Это относилось к Анне Пронькиной. Пока Анна медлительно топталась у межи, прилаживая за поясом снопик свясел, Иван уже начал косить. Он не оглядывался, и в гуще колосьев, когда он упруго разворачивал плечи, только мелькала его белая неподпоясанная рубаха. Полоса жнивья обозначилась за ним широкая и ровная.

— Этот, как гусак, впереди пойдет, — завистливо проговорила Татьяна. — Мне бы за ним повязаться.

— Тут все удумано, будет тебе и косарь, — тихо сказала Надежда, глядя на нее с мягкой и ласковой улыбкой.

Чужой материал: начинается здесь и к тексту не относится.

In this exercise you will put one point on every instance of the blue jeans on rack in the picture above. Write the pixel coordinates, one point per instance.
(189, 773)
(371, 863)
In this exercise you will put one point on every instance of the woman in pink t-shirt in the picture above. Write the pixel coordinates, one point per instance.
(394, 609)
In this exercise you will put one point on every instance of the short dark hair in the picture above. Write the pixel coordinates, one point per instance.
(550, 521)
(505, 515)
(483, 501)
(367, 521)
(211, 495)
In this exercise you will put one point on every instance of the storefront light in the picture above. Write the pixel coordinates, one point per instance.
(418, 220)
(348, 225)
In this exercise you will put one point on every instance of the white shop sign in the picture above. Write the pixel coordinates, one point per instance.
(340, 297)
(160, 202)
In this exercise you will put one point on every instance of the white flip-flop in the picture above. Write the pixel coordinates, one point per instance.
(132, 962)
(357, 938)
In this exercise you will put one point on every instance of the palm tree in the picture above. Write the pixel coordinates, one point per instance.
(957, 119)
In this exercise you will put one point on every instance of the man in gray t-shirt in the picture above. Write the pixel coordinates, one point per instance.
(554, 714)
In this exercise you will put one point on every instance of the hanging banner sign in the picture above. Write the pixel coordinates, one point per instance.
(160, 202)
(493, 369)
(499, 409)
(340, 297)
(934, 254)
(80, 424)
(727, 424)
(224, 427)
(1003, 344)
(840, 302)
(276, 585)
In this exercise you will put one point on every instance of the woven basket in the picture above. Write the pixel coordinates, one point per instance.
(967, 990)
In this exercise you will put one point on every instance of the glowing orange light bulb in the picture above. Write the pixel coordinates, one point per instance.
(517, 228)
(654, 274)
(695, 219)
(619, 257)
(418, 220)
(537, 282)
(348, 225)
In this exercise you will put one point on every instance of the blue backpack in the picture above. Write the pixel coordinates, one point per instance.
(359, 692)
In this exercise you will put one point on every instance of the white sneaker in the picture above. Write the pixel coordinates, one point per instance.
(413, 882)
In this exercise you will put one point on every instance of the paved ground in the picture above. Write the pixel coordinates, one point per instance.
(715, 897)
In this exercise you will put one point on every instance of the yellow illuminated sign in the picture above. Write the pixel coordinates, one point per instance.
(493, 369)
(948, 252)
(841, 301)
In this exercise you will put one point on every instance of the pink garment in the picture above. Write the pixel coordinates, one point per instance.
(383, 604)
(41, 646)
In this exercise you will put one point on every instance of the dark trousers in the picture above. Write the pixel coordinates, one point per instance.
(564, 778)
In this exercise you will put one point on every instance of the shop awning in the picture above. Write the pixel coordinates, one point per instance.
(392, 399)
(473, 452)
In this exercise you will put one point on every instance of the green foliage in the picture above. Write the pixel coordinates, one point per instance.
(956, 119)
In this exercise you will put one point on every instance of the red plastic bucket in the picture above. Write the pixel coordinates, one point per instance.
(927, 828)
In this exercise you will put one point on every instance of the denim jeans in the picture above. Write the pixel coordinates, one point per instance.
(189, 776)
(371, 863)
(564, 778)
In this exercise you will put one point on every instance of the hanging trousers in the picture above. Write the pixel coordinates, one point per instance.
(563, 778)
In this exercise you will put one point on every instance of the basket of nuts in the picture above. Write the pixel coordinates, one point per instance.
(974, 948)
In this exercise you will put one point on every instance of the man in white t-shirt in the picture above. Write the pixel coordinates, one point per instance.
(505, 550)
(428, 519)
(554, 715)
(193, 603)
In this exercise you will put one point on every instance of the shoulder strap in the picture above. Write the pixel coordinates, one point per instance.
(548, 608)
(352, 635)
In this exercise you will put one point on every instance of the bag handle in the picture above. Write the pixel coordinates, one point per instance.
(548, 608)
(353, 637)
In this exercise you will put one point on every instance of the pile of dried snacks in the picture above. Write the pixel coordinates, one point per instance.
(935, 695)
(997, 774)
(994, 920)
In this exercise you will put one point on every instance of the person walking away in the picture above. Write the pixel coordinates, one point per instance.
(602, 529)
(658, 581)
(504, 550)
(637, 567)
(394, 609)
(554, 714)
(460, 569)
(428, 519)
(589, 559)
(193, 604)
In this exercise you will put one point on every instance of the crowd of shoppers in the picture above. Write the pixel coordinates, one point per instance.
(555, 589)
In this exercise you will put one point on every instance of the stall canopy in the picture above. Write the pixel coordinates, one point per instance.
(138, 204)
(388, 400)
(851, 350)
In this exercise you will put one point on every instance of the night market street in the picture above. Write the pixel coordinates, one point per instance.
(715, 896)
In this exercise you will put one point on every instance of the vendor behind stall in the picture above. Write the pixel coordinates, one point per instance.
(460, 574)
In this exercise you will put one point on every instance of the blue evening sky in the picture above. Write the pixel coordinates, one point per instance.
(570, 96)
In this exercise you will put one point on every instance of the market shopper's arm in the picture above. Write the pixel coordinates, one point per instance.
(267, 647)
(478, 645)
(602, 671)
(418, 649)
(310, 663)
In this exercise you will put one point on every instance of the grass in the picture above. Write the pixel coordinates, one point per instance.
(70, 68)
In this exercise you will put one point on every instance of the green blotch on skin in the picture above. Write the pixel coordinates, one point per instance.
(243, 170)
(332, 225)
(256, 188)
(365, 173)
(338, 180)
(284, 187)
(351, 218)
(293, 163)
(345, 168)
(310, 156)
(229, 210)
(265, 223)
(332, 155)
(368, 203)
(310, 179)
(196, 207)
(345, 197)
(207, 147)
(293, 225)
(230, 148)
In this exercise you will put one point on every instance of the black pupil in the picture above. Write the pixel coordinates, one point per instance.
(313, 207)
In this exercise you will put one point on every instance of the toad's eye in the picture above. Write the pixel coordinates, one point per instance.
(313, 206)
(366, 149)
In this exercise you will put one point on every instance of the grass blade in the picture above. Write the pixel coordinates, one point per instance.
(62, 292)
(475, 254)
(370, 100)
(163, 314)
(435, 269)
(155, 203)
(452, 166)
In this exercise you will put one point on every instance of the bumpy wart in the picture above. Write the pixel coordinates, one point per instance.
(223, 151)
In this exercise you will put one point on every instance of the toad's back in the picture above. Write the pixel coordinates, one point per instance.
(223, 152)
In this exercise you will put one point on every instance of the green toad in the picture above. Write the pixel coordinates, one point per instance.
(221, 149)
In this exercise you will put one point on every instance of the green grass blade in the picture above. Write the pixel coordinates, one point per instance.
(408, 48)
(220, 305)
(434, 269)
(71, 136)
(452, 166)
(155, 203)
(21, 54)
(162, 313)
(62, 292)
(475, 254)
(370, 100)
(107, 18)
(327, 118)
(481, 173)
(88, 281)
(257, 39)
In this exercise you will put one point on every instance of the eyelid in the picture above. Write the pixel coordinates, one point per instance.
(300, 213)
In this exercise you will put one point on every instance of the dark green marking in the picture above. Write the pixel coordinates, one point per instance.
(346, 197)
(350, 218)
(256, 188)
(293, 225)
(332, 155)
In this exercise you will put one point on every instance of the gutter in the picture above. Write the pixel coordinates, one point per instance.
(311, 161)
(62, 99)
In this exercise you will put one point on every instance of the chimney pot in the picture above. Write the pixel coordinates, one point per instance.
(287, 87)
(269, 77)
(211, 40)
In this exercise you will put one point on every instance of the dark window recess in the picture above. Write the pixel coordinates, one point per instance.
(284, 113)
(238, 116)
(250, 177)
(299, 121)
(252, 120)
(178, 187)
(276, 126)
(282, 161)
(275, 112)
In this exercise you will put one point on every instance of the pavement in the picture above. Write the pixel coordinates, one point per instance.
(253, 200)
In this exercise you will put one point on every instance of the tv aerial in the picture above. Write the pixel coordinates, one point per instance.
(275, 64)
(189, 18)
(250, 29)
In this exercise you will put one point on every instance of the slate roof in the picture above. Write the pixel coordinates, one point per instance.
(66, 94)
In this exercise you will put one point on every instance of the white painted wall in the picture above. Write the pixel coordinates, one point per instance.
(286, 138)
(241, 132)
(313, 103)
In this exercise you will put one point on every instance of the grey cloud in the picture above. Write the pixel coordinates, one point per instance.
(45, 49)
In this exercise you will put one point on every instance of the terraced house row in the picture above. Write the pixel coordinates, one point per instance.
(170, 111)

Татьяна даже вздрогнула: «Иль вызнала про письмо? От нее ничего не укроешь…»

Вторым косцом Николай поставил Князя, а вязальщицей к нему назвал Татьяну Ремневу. Она быстро и вопросительно взглянула на бригадира.

— Твой черед, Татьяна Ивановна, — повторил Николай с такой подчеркнутой уважительностью, что Татьяна опустила заблестевшие глаза. «Чего это они все?»

Оправив завязки холщовых нарукавников, она перешагнула через межу. Мимо нее темным клубком пронеслась лохматая собака Князя.

Авдотья слушала негромкий голос сына и незаметно на него поглядывала.

Сын был не молод, ему стукнуло сорок пять лет, и в нем уже ничего не осталось от того, прежнего Николая, образ которого иногда бередил память матери.

Увечная нога, хромота как бы покоробила сильные плечи и широкую спину Николая: одно плечо у него опустилось, отчего шея казалась длинной. Скуластое лицо, с крупными желваками на челюстях, приобрело жестковатые очертания, возле сурового щетинистого рта и на бурой шее темнели глубокие борозды морщин.

Как и прежде, он не загорал, а обжигался на солнце, и сейчас скулы были у него пунцовыми, а густые светлые брови казались седыми.

— Бахарев, дядя Иван! — выкрикнул Николай, и из группы, уже поредевшей, вышел длинный, худущий Дилиган.

— Дай-ка, Николя, я за ним пойду, — тотчас же вызвалась Авдотья.

— Мы с Дуней завсегда вместе, — просительно произнес и Дилиган.

— Гляди, матушка, — скупо предупредил Николай.

Он уже отвернулся от них и выкликнул четвертую пару — Александра Бахарева и Надежду Поветьеву. Под раскосым, тяжеловесным взглядом Лески Надежда уверенно вступила на полосу.

Потом Николай услал на поле Хвоща с молчаливой Любашей Карасевой.

На долю самого Николая остались самая неспорая вязальщица — кузнечиха — и неудобный загон у края оврага.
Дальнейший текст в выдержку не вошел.